Specific to manufacturing, SAP is taking advantage of the booming demand for enhanced digital solutions, ranging from procurement to the factory floor, to data-powered warehouse management and distribution. On top of that, SAP is also pushing more deeply into this new world of co-creation with customers—and in this instance, with perhaps the world’s best-known company: Apple.
For use in the dazzling new world of digital supply chains, SAP, in close concert with longtime strategic partner Apple, recently introduced two new iPhone apps, both of which are available on the Apple App Store:
- Warehouse Operator allows easy access to vital information and functions wherever the warehouse professional happens to be, freeing teams from being locked to desks.
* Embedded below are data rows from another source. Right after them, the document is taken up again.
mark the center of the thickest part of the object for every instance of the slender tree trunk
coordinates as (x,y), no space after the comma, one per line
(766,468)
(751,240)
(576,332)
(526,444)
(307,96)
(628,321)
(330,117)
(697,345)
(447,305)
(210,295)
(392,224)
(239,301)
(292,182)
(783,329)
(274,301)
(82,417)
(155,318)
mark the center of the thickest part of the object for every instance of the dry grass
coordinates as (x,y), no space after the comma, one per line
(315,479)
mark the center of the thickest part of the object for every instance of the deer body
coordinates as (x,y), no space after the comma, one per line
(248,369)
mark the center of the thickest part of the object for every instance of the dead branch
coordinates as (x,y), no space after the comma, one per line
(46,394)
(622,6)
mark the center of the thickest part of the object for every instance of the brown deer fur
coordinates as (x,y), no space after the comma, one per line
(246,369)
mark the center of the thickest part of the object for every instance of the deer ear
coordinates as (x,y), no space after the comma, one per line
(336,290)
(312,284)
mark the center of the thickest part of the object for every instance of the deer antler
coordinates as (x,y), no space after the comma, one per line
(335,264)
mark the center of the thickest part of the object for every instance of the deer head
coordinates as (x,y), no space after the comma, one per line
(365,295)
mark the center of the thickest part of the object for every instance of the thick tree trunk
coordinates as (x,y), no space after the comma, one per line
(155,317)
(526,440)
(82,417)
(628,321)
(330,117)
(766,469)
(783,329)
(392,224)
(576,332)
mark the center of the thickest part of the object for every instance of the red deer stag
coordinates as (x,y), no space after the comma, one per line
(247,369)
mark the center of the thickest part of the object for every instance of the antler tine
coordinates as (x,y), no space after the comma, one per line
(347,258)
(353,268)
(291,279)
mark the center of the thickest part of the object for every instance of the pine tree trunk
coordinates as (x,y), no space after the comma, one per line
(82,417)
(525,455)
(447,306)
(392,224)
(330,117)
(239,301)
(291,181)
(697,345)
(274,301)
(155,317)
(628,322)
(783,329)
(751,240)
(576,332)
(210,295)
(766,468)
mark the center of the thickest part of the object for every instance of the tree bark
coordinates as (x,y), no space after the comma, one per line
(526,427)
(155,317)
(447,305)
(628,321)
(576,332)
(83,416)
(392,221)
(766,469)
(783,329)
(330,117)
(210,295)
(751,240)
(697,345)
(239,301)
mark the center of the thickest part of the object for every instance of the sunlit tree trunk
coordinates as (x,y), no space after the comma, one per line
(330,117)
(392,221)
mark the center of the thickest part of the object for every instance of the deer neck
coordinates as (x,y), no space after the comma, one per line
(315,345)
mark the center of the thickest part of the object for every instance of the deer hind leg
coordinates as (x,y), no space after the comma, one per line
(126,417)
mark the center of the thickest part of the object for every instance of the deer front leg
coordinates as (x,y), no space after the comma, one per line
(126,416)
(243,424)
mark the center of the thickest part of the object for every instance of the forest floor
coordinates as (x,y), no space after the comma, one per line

- Direct Distribution helps delivery drivers by offering “blazingly fast, paperless execution of the so-called last mile,” says SAP. The app is designed to boost efficiency and data accuracy while also lowering costs.
Over at Oracle, no less than Larry Ellison, Executive Chairman and CTO, has vowed that the company will work with “partners” (developers, ecosystem players, and also customers) to create what he’s called “a new generation of B2B cloud services” across financial services, health care, telecommunications, and other industries.
Finally, consider this macro-level perspective from Microsoft CEO Satya Nadella, who’s been saying for the past year or more that while IT spending currently comprises 5% of GDP, that figure will double to 10% within the next several years.
Now, it’s possible—quite unlikely, but possible—that the stupendous increase foreseen by Nadella will all center on traditional line-of-business apps such as ERP, CRM, and HCM. But while possible, that scenario is about as likely as businesses once again becoming builders and operators of in-house data centers.
A much more plausible explanation is that IT will become increasingly pervasive and essential across every department, function, and process in large, midsize, and small businesses. The knowledge to create the new software that will make up an astounding five more percent of GDP will require those businesses to continue becoming not just consumers of software made by the software industry, but also to become creators of software themselves.
As that happens, customers becoming cloud vendors won’t be considered a bug—rather, it’ll be a powerful, pervasive feature.